Today was the annual NHMGS day at the Museum of Flight. Today’s event was a little different in several ways. First it was hobby day at the Museum and we shared space with the are RC Modelling and IPMS groups. I didn’t make it around to the RC guys, but I did get photos of some of the fine modelling examples on display.
I’m not sure I was thrilled with the outcome. I proposed sharing, but our half of the sharing was certainly the lame half. The IPMS guys got all the tables around the SR-71, which we’ve held as our space for the past decade or so. We were kind of out of the way, which I wasn’t wild about. Not much walk through came our way.
Unfortunately, I also suffered a domestic crisis when the morning session was over, and I had to dash home to solve it. Lorri and I were car shopping yesterday, and when the dealership borrowed her keys to do a walk through of our Crosstrek, they neglected to return her keys. It was critical, with Thanksgiving at Maison de Smyth on Thursday that she get out for errands, so I had to connect the missing keys with my desperate wife.
Dave and I re-ran our President’s Day game with seven anxious players. The cannon-armed Hurricane IIc’s were flown by Gary, Tom and Bill. The German escorts, Me-110’s were fun by Scott and David. The Italian Cicogna bombers were run by Al, Arthur and myself.
We actually had a pre-game conference. I persuaded my colleagues to fly up the left side of the map to attack the strategic floating dry dock. They would get the fighter escorts. I would fly up the right side, hoping to draw off at least some of the interceptors. Well, at least it was a plan.
Things didn’t turn out quite as I envisioned, as all six of the Hurricanes were on my buddies like nobody’s business. But cannon-armed or not, the head on pass is just not a high percentage action. Even so the Hurricanes and Me110’s took it leading to some quick damage. One of Gary’s caught fire-never a good thing in a mostly wood and fabric airplane. Even as the opening moves moved on, with fighters blasting away at each other, the bombers lumbered on rather effortlessly toward their target.
In the next few turns things got wild. A few of the British fighters tried some special maneuvers that left them far in excess of their max speeds, leaving them open to damage. Unfortunately one Hurricane had its wings torn off and things began to look questionable. Another Hurricane took a batch of light machine gun fire from a bomber group suffering engine damage and oil spray on the windscreen. The defenders were rolling slovenly dice and suffering considerable damage.
Meanwhile, Smyth’s trio of BR 20’s were strolling toward their objectives. The chianti was shared around and there was commentary on the pretty, but ineffective flak bursts, but I was unhindered in the empty skies over Valletta.
On the left side of the board, the skies were a little more crowded. With the six bombers, several with a little damage, approached their target, Bill’s lone Hurricane caught up to the attackers. Two of Arthur’s planes were forced to jettison their bombs. But Al’s planes led the way to the drydock. Each plane rolled two dice for bomb hits.
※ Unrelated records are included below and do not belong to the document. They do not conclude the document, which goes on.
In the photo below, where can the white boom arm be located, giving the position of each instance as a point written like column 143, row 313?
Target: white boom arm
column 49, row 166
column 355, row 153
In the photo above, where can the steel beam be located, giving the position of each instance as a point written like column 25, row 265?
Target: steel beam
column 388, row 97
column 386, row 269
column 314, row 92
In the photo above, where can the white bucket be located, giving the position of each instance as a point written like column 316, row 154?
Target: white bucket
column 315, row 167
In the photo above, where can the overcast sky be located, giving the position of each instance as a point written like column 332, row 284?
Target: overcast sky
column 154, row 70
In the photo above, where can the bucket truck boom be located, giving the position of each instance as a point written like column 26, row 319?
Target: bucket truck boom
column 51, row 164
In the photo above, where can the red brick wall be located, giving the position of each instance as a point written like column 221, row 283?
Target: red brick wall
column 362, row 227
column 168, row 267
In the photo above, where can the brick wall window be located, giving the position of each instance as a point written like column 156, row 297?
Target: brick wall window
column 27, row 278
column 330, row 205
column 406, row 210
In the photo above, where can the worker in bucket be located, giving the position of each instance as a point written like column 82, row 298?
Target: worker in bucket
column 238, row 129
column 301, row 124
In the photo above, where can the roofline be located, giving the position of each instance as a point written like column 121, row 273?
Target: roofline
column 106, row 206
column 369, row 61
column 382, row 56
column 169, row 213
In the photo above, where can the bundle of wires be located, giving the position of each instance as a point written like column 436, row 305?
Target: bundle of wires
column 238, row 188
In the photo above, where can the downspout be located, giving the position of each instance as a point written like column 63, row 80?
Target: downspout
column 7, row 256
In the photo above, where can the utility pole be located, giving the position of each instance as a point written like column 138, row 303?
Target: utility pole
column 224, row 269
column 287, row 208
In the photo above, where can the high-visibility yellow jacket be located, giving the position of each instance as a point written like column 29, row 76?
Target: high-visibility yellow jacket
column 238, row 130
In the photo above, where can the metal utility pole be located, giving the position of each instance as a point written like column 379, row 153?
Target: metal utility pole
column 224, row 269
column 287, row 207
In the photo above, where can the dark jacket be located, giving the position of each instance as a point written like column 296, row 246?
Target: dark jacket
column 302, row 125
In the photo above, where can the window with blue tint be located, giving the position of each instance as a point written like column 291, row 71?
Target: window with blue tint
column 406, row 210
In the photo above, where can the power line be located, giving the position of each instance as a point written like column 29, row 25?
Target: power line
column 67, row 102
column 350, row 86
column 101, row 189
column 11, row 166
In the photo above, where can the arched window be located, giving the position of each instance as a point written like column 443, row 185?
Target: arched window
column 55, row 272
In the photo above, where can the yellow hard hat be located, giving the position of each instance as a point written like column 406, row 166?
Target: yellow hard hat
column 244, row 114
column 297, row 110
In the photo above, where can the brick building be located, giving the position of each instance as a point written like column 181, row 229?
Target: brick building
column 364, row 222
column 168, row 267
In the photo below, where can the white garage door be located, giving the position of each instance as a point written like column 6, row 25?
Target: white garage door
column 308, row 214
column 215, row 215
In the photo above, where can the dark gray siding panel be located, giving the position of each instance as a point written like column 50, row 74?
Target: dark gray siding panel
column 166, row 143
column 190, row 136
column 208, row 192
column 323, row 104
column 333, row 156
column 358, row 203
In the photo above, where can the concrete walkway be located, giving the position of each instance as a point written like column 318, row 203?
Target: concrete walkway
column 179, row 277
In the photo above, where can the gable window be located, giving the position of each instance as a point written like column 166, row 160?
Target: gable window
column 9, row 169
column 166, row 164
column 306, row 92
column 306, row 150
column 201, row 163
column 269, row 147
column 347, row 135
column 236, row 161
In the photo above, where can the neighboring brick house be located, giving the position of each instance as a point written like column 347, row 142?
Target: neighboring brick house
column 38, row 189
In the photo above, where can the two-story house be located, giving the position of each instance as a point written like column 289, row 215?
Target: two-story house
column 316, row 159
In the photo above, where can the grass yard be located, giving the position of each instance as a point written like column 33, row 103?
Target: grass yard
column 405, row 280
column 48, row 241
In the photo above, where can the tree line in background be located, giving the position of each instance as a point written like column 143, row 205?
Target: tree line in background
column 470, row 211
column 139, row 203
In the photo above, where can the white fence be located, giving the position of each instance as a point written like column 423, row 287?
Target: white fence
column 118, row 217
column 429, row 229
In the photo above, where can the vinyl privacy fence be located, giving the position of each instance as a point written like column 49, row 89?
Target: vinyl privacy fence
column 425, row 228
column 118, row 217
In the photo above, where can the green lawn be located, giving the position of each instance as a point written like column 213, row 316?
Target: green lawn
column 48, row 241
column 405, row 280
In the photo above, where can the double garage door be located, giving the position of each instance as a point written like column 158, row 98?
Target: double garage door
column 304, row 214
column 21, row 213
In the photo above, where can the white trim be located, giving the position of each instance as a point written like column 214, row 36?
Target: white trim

They needed four hits to inflict minor damage to the structure. Unfortunate they only got two. Boo. Hiss!! Even so lots of Hurricane damage as a trade for a little scare on the dry dock.
My three bombers choogled quietly over their target and dropped their loads. I also needed four hits to inflict minor damage on the supply dump that was their target. I got three, so close but no cigar.
Ours was not the only game at the Museum. Damond Crump ran a very cool looking game of Thuds Over Hanoi using the AirWar C21 rules. I was especially impressed with Damond’s jungle canopy. With Vietnam on my radar, I definitely took note of the canopy on legs effect.
Tom Condon hosted a Wings of War game. It always attracts drop-in players including some of the Museum visitors.
Jeroen Koopman hosted an really interesting looking micro-armor game that featured a Soviet air drop. Looks pretty impressive to me.
I’m hoping the rest of the day went as well as the morning seemed to. I had a good time, and can’t wait for next year.